Considered one of the best pieces of meat because of its leanness, and definitely one of my favorites, this New York Strip was beautifully cut and perfectly proportioned for a meal for one. My mother ordered this medium-done with no seasonings with the exception of onions and garlic. As with the limoncello chicken, the steak was kissed on a live fire. Nicely charred on the outside, tender on the inside and evenly cooked through, this was a delicious piece of meat even without a single sprinkling of salt or any other seasonings. Served on top of a bed of fresh broccolini, this was a very satisfying meal.
EL NIDO AND ZOZOBRA – A CENTENNIAL CELEBRATION
Over its century plus years in business, El Nido has been a draw for creative types, including famous American artist, Will Shuster, who was a frequent patron of the establishment.
Recognized for his creation of ‘Old Man Groucher’ aka Zozobra, meaning a strong sense of worry or anxiety, this 6-foot effigy was first burned in Shuster’s backyard in 1924. The burning went public in 1926 behind Santa Fe City Hall and has since been a yearly tradition held in Santa Fe’s Fort Macy Park at Zozobra Field every year on the Friday of Labor Day Weekend.
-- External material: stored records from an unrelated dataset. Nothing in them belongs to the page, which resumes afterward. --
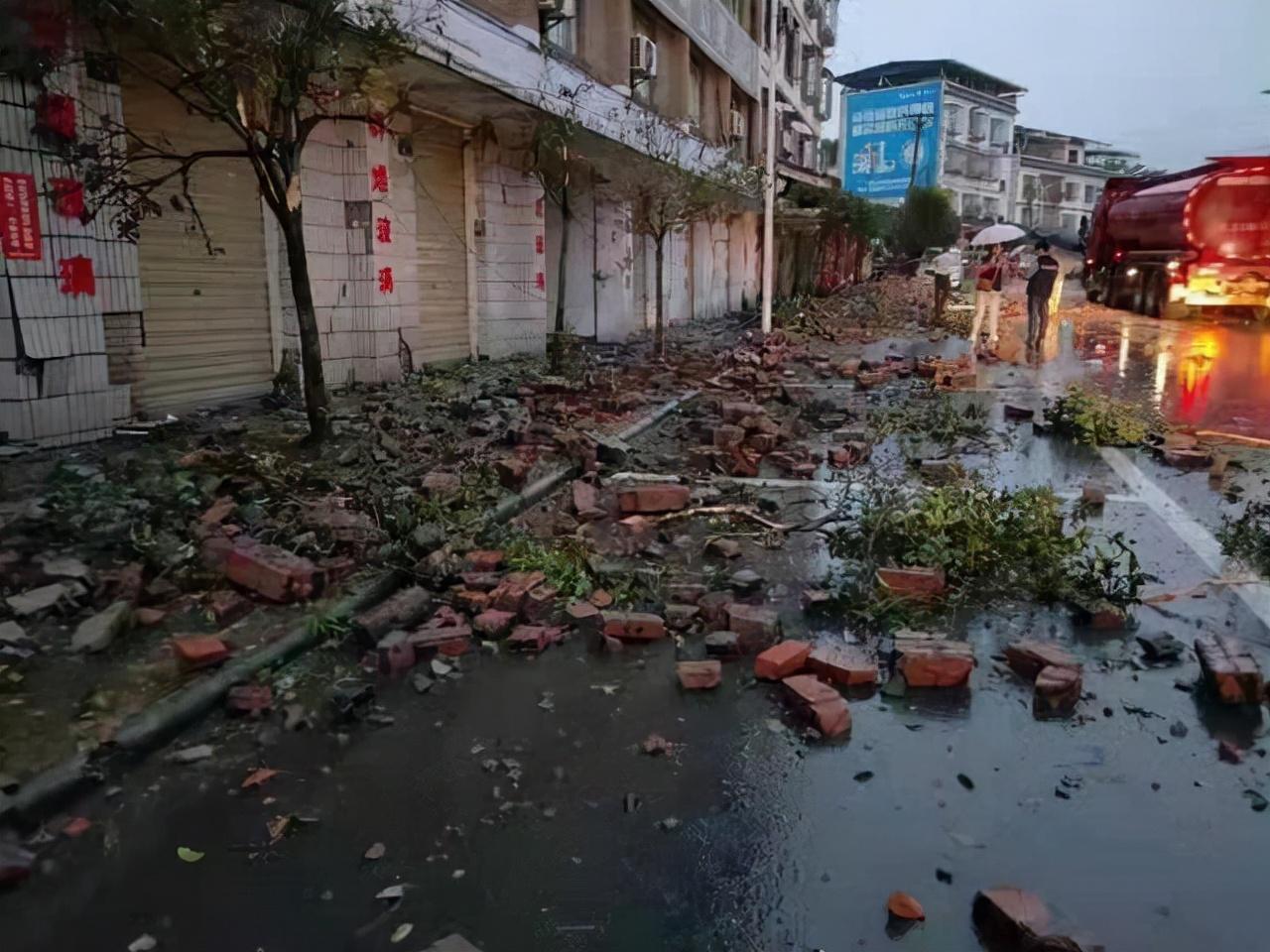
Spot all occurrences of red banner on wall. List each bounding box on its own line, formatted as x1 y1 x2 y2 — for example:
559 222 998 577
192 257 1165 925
0 172 41 262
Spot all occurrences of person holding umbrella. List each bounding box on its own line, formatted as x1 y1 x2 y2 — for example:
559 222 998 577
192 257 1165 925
970 245 1010 357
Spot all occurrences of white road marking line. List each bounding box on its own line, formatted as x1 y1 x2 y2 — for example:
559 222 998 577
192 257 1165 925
1098 447 1270 631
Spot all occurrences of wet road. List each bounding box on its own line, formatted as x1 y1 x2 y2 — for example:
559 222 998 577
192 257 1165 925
0 305 1270 952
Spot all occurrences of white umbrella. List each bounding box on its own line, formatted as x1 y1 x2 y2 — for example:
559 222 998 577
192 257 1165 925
970 225 1028 245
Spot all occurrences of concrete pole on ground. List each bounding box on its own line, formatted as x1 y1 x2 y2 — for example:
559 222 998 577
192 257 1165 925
762 0 779 334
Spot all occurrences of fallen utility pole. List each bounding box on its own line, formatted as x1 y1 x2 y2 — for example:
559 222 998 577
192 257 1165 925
762 3 777 334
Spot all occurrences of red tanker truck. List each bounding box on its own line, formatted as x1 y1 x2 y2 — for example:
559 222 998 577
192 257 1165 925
1084 156 1270 320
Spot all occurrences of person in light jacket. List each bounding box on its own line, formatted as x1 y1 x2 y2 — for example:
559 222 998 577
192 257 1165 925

An incredible event and spectacle to behold, Zozobra is now a towering, 50-foot tall marionette.
In 1964, El Nido’s owner commissioned Will to paint a mural of the legendary effigy; the paintings were hung in the space where the arched windows leading to El Nido’s garden patio is now. The Kiwanis Club of Santa Fe officially became involved with Zozobra that same year and Shuster assigned them all rights, title, and interest in Zozobra. Today, the Club retains exclusive copyright and trademark to the effigy and images. No longer part of El Nido, the Zozobra paintings can currently be seen in the New Mexico Museum of Art.
In honor of this year’s 100th anniversary of the Burning of Zozobra, and in partnership with the Kiwanis Club of Santa Fe, El Nido will be renaming its bar the Zozobra Bar. The dedication will take place on site, Friday, August 9, 6:30 pm – 8:30 pm. There will be a live musical performance and El Nido will be serving ‘Zororitas’ to celebrate. KOAT will be present to film the event live.